Laufey’s most recent album, Bewitched: Goddess Edition, has truly enchanted us—some might say, body and soul. Deeply rooted in the classic styles of jazz legends, the album carries an old-timey crooner edge that leaves us all with blushed cheeks and a heart full of love, romance, and connection. The listener is introduced to Laufey’s idyllic dream state instantaneously with the album’s first song, Dream—and a dream it is. With timeless harmonic melodies, Laufey sets the tone, outlining the trials and tribulations of finding love—an experience we all know a little too well. The first track feels like a statement from the psyche, showing us the walls she has built, singing, “no boy’s gonna kill the dreamer in me,” yet, sometimes we have no certain control over who we love, and who we let love us back. 

Bridging into the second track, Second Best, Laufey displays the ache we feel when we trust someone with our entire soul and being, but somehow we remain second best. We yearn, and some might say we burn, to be seen, to be held, to be loved by another. We can make somebody our world only to place second, every… single… time. Second Best feels like a sting on the heartstrings but remains relatable. Her humming tones keep the listener engaged, especially when merged with the wistful strum of acoustic instruments. 

Letters to My 13-Year-Old Self feels deeply personal, with lines like “Don’t worry ‘bout your curly hair, clothes that don’t quite fit you anywhere” and “I’m so sorry they pick you last.” These lyrics resonate with the universal pain of adolescence, capturing the awkwardness and loneliness we all felt during those years. Laufey perfectly expresses how isolating it can be to feel unseen and to watch those around you fall in love, capturing the struggle of being overlooked. Ultimately, Letters to My 13-Year-Old Self is a declaration of healing to her past self. It’s a promise that she will grow confident, that love will find her. Laufey’s delivery reassures us all that even in our most insecure moments, there is always something for us to love about ourselves. 
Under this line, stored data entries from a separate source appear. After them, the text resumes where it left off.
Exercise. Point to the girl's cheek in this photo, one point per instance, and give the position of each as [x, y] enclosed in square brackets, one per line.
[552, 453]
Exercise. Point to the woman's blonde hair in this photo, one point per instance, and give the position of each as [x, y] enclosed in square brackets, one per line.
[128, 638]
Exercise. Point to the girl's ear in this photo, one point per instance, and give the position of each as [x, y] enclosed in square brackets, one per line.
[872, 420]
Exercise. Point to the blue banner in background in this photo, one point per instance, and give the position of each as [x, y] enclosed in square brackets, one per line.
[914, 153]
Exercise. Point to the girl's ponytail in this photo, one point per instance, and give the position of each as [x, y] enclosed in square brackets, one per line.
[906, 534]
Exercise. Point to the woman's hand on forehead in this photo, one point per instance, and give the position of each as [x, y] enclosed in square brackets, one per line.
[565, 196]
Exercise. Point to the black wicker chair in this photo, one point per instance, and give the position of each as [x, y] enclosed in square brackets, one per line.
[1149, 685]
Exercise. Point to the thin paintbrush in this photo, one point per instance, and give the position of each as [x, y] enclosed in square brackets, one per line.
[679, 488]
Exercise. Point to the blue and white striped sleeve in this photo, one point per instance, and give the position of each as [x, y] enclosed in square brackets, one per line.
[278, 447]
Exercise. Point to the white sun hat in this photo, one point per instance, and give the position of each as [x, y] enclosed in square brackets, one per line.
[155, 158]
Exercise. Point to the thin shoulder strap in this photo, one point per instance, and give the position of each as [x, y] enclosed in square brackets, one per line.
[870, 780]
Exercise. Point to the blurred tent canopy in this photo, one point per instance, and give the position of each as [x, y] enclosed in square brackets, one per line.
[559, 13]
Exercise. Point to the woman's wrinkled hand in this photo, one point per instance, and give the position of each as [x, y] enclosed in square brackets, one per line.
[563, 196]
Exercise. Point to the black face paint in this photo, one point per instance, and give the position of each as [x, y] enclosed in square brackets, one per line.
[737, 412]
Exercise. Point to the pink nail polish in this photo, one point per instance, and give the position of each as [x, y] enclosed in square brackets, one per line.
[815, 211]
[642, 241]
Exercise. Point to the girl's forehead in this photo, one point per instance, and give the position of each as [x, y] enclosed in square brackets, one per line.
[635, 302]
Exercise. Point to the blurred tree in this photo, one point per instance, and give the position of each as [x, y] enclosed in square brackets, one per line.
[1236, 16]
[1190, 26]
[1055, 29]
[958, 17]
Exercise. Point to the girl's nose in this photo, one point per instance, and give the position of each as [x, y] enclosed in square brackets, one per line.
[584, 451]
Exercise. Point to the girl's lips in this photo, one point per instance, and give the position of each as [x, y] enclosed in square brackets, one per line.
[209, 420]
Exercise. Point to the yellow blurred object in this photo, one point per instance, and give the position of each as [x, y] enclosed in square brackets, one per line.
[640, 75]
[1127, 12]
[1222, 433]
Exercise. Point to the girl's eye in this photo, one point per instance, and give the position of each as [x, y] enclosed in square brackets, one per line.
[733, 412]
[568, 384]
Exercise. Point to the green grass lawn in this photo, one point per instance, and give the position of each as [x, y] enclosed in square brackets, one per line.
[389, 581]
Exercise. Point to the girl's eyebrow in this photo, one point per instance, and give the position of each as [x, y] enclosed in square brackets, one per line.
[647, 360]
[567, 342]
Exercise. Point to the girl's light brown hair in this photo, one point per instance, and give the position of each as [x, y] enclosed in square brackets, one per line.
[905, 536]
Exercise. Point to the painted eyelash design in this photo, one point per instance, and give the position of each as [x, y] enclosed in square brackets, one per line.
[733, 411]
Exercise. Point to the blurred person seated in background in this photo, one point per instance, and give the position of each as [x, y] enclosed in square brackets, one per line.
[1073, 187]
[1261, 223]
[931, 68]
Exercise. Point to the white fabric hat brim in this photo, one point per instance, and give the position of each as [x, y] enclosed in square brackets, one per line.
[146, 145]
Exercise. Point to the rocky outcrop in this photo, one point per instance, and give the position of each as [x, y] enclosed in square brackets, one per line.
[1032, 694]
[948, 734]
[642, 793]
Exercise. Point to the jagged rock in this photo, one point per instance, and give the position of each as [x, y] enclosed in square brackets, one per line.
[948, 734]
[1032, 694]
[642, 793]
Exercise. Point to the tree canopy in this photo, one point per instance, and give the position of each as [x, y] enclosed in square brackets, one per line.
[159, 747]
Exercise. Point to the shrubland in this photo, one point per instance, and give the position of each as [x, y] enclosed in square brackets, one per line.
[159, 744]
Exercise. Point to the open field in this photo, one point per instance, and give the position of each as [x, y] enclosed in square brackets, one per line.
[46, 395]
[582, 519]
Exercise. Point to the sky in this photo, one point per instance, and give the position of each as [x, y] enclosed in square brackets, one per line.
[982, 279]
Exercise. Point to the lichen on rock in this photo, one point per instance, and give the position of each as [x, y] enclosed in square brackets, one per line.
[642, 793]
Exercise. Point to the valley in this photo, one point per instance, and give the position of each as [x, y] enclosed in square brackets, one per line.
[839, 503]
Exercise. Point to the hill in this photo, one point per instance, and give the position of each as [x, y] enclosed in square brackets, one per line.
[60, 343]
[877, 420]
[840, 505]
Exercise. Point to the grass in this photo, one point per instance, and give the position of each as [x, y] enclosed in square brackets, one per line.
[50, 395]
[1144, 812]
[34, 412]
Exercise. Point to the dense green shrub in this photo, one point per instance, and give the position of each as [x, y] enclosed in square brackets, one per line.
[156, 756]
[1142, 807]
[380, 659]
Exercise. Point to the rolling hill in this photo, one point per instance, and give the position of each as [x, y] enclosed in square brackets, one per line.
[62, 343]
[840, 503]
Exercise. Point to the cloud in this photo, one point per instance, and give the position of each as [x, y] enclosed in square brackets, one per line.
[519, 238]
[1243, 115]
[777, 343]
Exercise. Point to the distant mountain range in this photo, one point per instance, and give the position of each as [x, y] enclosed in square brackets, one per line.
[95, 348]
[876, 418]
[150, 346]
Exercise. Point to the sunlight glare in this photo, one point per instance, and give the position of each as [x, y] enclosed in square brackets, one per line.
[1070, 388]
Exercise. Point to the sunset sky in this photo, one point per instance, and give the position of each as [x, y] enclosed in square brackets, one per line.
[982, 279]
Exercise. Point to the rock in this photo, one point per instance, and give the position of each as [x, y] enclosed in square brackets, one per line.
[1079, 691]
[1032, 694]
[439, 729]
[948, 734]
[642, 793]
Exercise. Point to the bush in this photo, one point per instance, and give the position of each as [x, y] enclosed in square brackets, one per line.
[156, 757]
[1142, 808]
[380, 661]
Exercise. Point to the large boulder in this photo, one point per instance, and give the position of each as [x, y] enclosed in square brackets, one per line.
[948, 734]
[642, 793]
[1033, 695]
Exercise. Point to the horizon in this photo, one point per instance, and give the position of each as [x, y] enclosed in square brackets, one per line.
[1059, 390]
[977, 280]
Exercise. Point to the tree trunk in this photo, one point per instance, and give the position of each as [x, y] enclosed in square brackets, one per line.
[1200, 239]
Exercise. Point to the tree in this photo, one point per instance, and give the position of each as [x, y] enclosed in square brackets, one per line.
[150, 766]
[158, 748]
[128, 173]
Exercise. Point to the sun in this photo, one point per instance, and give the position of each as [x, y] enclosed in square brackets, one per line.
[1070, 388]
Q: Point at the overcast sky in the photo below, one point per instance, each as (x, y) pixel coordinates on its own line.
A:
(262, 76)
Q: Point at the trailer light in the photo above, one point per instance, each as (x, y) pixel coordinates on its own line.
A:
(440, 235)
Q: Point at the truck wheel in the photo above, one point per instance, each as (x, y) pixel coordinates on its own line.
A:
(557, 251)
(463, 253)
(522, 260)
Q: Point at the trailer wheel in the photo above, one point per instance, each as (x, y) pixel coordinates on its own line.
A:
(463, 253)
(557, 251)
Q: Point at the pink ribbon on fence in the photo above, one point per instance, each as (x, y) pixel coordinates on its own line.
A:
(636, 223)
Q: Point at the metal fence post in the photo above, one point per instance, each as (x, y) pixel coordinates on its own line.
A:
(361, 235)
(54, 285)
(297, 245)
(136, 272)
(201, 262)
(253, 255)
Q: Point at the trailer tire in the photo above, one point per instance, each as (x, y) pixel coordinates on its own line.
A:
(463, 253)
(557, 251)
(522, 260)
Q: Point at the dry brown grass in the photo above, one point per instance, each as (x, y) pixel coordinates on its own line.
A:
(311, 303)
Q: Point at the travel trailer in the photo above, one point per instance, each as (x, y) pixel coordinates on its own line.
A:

The album reaches its zenith with the album’s most daring ballad, Goddess. This track stands in fierce contrast to the first track of the album, dreamer. It serves as a counter to those who tried to diminish her essence and succeeded. It eloquently portrays the difference between the divine presence she exudes on stage and the vulnerability she feels in solitude, where performance and costumes serve as her armour. Someone sought to reshape her into their vision of ideal femininity, an experience that is universally shared with most women. Laufey’s haunting voice resonates like the song of a heart echoing through the ancient corridors of an old cathedral, leaving an indelible impression on the soul.

In sum, this resurgence of jazz and heartfelt ballads has not only revived a beloved genre but also introduced a new generation to the timeless beauty of lovestruck melodies. Laufey’s Bewitched: Goddess Edition is a testament to music’s enduring power to evoke deep emotions and forge connections across time. After all, that’s what music is all about—unveiling the truth hidden within the shadows of our deepest sorrows, loves, and thoughts.